There is a certain laissez-faire attitude to their music that has paved a way for a carefree #DGAF type of girl that rap about subjects that are taboo even by raunchy standards. Their music highlights the ethos of get money or die trying, scheming, popping off, drinking, twerking and having fun. They aren’t here for broke boys or people who try to come from them, as they so eloquently put it, “act up and you can get snatched up.” They are authentically them.

 

“You know, being a female rap artist, they always trying to compare us to, you know, Nicki Minaj or Meg Thee Stallion. Nicki Minaj is lyrical, Meg Thee Stallion. Is lyrical. The City Girl’s not lyrical. That was always their passion and itch. That was always their goal to be rappers. We have to defend ourselves when people try to compare it to whoever. We always try to tell them, we not that, but we are city girls. We are international.  Everybody knows who we is. Everybody loves us for who we are. Our goals weren’t to come in the game to become the next Nicki Minaj or the next Lil Kim, or, you know, rap legends. We just came to make the kind of music that people all over the world can have fun with. When they’re having a bad day turn our music in their car after work, and just have fun. We’re not trying to, you know, step on nobody else toes, or take the title from somebody else.  We just being ourselves. Making music and have fun.”

 

This is just the beginning for the twosome and there is a lot they want to explore. The City Girls is more than a rap group it’s a burgeoning enterprise. 
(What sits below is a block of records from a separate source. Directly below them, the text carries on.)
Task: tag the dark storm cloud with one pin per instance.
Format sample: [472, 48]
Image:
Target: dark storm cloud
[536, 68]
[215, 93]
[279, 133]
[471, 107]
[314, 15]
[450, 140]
“I want to Explore like, you know, doing shows overseas. Like, I want to see the culture.  And feel the love and energy over there. We want to do like, arenas and maybe the Super Bowl one day. We want to do a cosmetic line.  Want to have our own clothing store. You know, we just want to branch off into different things. We don’t want to be known for our music.  We want to be fashion icons. We want to be in cosmetics. We want our own nail polish one day. You know, we want to take our break into the next stage of the City Girls. To show people that we’re two girls from the hood, and we just have fun within ourselves. Now, we just, we movie stars, we rappers. We fashion icons and just stuff like that. But most of all to have fun.”